Эпизод 4
Гниль.
В моем призыве были парни с тёплых югов нашей России. Весёлые, часто добродушные, они плохо переносили зауральский климат. У некоторых трескались пятки и в трещины можно было засунуть фалангу мизинца. Я не мог им ни чем помочь, только мази для ног как-то могли размягчить их копыта и заглушить боль при ходьбе. Их портянки в сушилке узнавались по пятнам потеков сукровицы.
А ещё некоторые начинали подгнивать. И двое страдальцев с фурункулами попали в мои «нежные» руки, причем добровольно.
Первый пришёл ночью в караульное помещение с казармы. Как он смог уговорить дежурного отпустить его на «приём» ко мне - не знаю. Почему его с температурой и распухшей рукой не отправили в госпиталь тоже не знаю. Но зато его отпустили к рядовому, у которого есть аптечка.

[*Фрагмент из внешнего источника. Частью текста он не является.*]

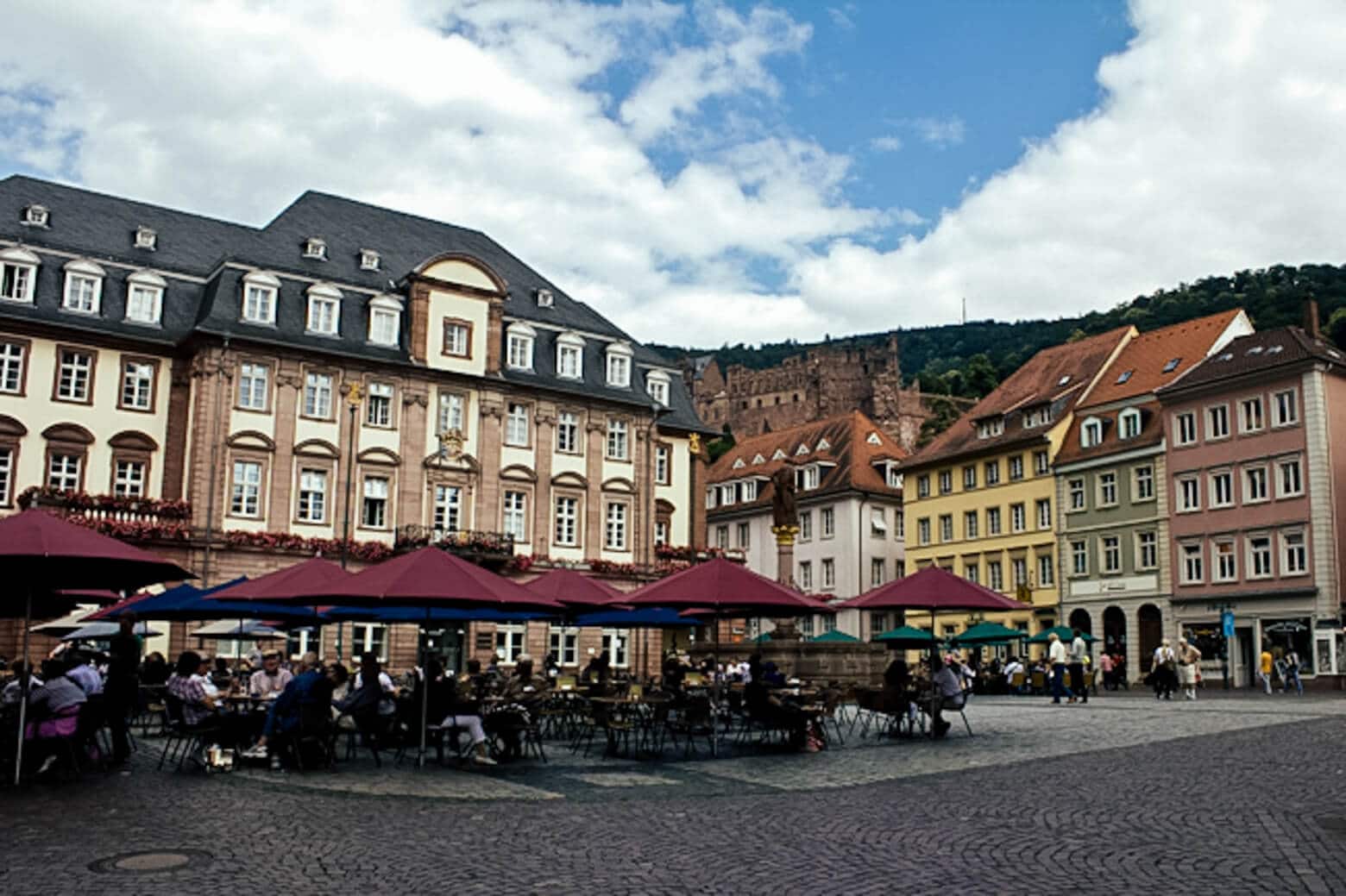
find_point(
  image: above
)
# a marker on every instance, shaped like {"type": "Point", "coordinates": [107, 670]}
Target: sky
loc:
{"type": "Point", "coordinates": [730, 171]}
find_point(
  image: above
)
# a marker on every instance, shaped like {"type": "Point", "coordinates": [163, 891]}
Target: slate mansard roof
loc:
{"type": "Point", "coordinates": [204, 260]}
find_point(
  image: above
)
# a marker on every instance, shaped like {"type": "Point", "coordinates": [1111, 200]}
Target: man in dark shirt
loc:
{"type": "Point", "coordinates": [123, 687]}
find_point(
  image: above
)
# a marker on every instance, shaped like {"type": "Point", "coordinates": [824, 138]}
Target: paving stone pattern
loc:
{"type": "Point", "coordinates": [1236, 795]}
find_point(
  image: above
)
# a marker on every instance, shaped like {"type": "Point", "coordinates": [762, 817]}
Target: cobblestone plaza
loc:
{"type": "Point", "coordinates": [1230, 794]}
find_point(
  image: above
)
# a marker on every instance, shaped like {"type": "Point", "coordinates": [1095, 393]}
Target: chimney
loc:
{"type": "Point", "coordinates": [1311, 319]}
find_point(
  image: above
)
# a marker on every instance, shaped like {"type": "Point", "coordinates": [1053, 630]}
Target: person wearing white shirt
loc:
{"type": "Point", "coordinates": [1057, 660]}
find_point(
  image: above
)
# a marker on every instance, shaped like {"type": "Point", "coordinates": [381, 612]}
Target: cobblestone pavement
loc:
{"type": "Point", "coordinates": [1230, 794]}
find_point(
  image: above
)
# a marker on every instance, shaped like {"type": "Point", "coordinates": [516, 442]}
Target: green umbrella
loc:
{"type": "Point", "coordinates": [1064, 633]}
{"type": "Point", "coordinates": [987, 634]}
{"type": "Point", "coordinates": [833, 636]}
{"type": "Point", "coordinates": [906, 636]}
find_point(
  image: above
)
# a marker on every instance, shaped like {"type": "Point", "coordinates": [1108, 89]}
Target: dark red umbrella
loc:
{"type": "Point", "coordinates": [574, 588]}
{"type": "Point", "coordinates": [43, 555]}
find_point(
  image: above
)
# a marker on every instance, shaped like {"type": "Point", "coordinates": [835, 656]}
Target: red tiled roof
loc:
{"type": "Point", "coordinates": [1055, 376]}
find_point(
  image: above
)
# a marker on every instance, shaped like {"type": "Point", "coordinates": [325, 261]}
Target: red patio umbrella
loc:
{"type": "Point", "coordinates": [45, 553]}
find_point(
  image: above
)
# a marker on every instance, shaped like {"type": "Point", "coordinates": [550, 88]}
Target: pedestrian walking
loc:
{"type": "Point", "coordinates": [1189, 660]}
{"type": "Point", "coordinates": [1079, 650]}
{"type": "Point", "coordinates": [1057, 667]}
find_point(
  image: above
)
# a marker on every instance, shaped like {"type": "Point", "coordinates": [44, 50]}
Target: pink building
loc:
{"type": "Point", "coordinates": [1256, 444]}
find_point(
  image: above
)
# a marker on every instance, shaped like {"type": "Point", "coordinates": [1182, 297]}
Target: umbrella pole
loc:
{"type": "Point", "coordinates": [27, 681]}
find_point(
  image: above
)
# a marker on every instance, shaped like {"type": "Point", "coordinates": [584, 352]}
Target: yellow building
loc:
{"type": "Point", "coordinates": [980, 499]}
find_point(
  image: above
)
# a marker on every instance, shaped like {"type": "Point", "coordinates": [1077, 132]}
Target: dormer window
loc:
{"type": "Point", "coordinates": [385, 321]}
{"type": "Point", "coordinates": [569, 357]}
{"type": "Point", "coordinates": [84, 288]}
{"type": "Point", "coordinates": [324, 310]}
{"type": "Point", "coordinates": [519, 339]}
{"type": "Point", "coordinates": [620, 365]}
{"type": "Point", "coordinates": [18, 275]}
{"type": "Point", "coordinates": [36, 216]}
{"type": "Point", "coordinates": [260, 292]}
{"type": "Point", "coordinates": [1091, 434]}
{"type": "Point", "coordinates": [1129, 423]}
{"type": "Point", "coordinates": [144, 298]}
{"type": "Point", "coordinates": [657, 385]}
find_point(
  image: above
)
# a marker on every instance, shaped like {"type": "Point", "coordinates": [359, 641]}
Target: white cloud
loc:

Длинный и худой, несуразно сложенный солдат с прозвищем Салага (так и представлял, как он станет через год «дедом» с таким прозвищем) стоял возле меня и показывал распухшую, как боксерская перчатка руку. Солдата бил озноб от высокой температуры. Вдобавок он ещё не спал двое суток от постоянно усиливающейся пульсирующей боли. Фурункул на правой руке между большим и указательным пальцами уже готов был разродиться гноем, о чем говорила ярко-желтая головка в центре алого воспалённого куска плоти.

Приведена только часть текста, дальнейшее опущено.